Datawhale 零基础入门数据挖掘-Task4 建模调参

逻辑回归模型

1 学习内容

逻辑回归模型
树模型
集成模型
基于bagging思想的集成模型
随机森林模型
随机树模型
基于boosting思想的集成模型
基于stacking思想的集成模型
模型对比与性能评估
模型调参
贪心调参方法
网格调参方法
贝叶斯调参方法

2 代码实现

2.1 导入数据

import pandas as pd
import numpy as np
import warnings
warnings.filterwarnings('ignore')

2.2 五折交叉验证

sample_feature['notRepairedDamage'] = sample_feature['notRepairedDamage'].astype(np.float32)
train = sample_feature[continuous_feature_names + ['price']]

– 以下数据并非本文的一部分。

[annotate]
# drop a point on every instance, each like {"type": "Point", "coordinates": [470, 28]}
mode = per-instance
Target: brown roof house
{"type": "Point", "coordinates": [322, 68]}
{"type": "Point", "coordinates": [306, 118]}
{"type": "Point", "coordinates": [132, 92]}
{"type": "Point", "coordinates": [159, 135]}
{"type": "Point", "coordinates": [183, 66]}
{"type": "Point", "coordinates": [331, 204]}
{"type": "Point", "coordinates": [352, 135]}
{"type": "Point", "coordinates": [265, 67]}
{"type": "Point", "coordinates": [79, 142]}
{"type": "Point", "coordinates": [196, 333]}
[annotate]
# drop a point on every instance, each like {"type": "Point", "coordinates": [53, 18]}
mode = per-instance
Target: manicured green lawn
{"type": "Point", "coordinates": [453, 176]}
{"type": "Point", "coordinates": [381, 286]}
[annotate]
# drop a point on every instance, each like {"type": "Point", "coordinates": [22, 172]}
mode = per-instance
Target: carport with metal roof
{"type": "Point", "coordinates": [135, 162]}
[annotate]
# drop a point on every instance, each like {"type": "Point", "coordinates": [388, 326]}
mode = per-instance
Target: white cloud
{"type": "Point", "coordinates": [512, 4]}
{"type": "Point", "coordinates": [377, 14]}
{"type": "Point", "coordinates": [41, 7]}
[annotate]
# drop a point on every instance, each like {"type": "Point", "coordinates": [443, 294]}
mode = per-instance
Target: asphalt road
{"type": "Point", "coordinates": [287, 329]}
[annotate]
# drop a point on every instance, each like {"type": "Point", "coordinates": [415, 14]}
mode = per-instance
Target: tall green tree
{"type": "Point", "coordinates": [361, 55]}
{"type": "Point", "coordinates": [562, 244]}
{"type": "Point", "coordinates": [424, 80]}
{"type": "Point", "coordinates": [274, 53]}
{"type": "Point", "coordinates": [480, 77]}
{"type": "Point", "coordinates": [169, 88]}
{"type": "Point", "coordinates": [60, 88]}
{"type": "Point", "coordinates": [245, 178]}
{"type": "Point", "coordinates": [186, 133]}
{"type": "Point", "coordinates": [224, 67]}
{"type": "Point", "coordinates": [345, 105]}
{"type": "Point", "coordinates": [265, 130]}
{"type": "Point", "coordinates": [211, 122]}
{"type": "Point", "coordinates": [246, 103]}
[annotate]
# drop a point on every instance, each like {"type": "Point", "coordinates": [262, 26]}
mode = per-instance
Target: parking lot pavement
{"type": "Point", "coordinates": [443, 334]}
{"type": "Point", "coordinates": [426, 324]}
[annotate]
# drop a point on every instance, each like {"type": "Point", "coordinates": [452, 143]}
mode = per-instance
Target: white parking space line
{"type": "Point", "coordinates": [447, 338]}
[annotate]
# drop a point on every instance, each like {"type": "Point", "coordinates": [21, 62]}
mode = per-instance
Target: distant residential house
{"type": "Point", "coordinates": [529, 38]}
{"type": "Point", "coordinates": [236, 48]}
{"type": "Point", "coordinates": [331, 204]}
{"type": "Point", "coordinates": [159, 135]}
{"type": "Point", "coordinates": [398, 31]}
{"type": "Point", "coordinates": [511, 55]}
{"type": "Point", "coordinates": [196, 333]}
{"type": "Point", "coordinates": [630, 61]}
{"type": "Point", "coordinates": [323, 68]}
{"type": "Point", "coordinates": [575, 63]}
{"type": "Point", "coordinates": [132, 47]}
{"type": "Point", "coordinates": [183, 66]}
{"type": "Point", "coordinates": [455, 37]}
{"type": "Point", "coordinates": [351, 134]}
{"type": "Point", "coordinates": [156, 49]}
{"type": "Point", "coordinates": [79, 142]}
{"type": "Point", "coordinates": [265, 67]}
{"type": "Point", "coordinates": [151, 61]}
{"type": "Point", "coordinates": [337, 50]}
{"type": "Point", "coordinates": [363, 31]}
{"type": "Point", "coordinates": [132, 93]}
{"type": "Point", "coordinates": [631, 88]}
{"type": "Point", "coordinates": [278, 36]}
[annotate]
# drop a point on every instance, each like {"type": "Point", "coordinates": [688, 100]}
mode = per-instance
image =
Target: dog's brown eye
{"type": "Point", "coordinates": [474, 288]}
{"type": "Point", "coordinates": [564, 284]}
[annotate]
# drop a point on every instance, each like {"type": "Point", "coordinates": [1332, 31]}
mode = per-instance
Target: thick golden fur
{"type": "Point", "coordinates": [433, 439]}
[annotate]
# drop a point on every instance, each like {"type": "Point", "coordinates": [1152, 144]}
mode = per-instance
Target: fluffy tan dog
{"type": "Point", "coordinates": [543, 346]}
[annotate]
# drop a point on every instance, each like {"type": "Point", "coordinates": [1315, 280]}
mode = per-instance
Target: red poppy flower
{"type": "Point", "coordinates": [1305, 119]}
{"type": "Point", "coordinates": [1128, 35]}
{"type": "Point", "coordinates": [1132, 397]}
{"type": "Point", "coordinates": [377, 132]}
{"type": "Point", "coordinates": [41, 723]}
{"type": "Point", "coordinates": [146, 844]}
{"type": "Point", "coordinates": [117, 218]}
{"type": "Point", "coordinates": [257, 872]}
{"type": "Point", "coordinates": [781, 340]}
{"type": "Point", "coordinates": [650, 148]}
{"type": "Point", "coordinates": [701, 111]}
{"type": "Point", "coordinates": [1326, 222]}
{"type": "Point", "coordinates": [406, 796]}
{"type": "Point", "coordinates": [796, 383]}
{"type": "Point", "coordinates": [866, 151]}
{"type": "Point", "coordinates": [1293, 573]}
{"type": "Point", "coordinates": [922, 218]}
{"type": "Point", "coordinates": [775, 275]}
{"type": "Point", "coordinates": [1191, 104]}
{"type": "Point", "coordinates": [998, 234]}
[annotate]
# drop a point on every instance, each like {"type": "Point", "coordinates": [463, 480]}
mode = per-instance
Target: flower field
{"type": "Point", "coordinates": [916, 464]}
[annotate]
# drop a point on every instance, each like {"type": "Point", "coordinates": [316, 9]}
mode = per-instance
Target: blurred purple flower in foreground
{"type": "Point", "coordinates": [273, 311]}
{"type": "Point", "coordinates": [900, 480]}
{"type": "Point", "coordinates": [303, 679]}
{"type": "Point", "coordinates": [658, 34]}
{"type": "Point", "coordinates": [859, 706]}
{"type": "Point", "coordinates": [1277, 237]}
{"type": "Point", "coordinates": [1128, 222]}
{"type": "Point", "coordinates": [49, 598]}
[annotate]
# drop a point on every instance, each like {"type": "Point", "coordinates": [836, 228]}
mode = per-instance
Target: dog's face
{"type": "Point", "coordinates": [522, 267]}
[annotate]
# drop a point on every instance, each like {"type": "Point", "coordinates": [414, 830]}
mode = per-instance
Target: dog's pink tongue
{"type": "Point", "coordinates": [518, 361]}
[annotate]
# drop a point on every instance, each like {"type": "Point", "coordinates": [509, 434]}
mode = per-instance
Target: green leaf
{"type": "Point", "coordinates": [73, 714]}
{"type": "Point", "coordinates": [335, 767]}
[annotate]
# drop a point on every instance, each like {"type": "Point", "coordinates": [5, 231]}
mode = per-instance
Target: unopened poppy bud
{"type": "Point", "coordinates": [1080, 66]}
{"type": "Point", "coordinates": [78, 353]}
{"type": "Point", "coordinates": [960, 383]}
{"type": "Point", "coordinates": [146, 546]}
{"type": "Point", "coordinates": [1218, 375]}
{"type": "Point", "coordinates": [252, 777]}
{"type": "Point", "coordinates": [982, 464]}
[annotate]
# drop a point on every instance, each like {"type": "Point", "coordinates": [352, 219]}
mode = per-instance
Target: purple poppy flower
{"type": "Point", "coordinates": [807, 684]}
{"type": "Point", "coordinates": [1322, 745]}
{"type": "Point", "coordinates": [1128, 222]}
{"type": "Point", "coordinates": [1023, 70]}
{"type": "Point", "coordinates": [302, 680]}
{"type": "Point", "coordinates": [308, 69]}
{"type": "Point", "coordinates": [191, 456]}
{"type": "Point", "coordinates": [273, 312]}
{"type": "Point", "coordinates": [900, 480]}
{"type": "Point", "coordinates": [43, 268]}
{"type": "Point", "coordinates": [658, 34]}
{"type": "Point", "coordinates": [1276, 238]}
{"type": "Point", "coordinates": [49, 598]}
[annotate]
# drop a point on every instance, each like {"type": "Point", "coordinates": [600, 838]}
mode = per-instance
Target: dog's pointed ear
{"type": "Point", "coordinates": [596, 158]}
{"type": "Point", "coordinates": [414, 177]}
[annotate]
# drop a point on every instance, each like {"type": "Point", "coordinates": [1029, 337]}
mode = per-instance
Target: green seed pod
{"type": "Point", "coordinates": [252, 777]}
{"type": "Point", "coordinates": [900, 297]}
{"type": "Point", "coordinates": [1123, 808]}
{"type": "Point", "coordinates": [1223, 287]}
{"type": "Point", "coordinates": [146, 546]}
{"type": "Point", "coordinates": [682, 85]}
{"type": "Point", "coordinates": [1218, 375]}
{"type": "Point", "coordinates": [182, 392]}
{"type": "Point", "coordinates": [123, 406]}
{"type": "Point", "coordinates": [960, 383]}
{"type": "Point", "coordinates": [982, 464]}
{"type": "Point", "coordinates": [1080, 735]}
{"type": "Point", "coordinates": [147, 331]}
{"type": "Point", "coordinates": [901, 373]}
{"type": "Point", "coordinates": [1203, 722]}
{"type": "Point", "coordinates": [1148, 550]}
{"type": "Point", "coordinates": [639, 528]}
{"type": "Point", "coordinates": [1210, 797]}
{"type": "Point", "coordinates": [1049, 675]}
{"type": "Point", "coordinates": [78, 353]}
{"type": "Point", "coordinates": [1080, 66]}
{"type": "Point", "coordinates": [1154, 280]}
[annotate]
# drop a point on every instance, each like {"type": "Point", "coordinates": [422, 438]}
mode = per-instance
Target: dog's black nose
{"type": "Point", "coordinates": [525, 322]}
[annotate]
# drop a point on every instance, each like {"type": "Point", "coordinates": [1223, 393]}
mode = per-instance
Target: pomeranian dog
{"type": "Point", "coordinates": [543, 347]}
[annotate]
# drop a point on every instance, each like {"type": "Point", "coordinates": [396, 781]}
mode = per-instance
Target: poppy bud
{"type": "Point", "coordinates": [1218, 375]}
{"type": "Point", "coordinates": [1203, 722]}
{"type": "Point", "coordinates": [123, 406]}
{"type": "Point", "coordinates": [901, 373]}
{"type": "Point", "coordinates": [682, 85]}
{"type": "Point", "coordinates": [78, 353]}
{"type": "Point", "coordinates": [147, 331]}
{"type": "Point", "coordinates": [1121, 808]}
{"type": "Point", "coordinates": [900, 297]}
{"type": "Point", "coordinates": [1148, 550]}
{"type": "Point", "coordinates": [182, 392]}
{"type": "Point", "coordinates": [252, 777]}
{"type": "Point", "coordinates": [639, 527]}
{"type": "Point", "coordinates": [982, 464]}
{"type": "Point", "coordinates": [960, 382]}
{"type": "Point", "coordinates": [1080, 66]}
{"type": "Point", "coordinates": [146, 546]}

train_X = train[continuous_feature_names]
train_y = train['price']
# 自定义损失函数
def myFeval(preds, xgbtrain):
    label = xgbtrain.get_label()
    score = mean_absolute_error(np.expm1(label), np.expm1(preds))
    return 'myFeval', score, False


param = {'boosting_type': 'gbdt',       
         'num_leaves': 64,
         'max_depth': 10,
         "lambda_l2": 1,  # 防止过拟合
         "lambda_l1": 1,   #  防止过拟合
         'min_data_in_leaf': 20,  # 防止过拟合,好像都不用怎么调
         'objective': 'regression_l1',
         'learning_rate': 0.01,
         "min_child_samples": 20,
         'verbosity': -1,

         "feature_fraction": 0.8,
         "bagging_freq": 1,
         "bagging_fraction": 0.8,
         "bagging_seed": 11,
         "metric": 'mae',
         }
folds = KFold(n_splits=5, shuffle=True, random_state=2020)
oof_lgb = np.zeros(len(X_data))
predictions_lgb = np.zeros(len(X_test))
predictions_train_lgb = np.zeros(len(X_data))
for fold_, (trn_idx, val_idx) in enumerate(folds.split(X_data, Y_data)):
    print("fold n°{}".format(fold_ + 1))
    trn_data = lgb.Dataset(X_data[trn_idx], Y_data[trn_idx])
    val_data = lgb.Dataset(X_data[val_idx], Y_data[val_idx])

    num_round = 50000
    clf = lgb.train(param, trn_data, num_round, valid_sets=[trn_data, val_data], verbose_eval=300,
                    early_stopping_rounds=300, feval=myFeval)
    feature_list_name = clf.feature_name()
    df = pd.DataFrame(feature_list_name, columns=['feature'])
    df['importance'] = list(clf.feature_importance())
    df = df.sort_values(by='importance', ascending=False)
    df.to_csv("feature_importance" + str(fold_) + ".csv", index=False)
    oof_lgb[val_idx] = clf.predict(X_data[val_idx], num_iteration=clf.best_iteration)
    predictions_lgb += clf.predict(X_test, num_iteration=clf.best_iteration) / folds.n_splits
    predictions_train_lgb += clf.predict(X_data, num_iteration=clf.best_iteration) / folds.n_splits

print("lightgbm score: {:<8.8f}".format(mean_absolute_error(np.expm1(oof_lgb), np.expm1(Y_data))))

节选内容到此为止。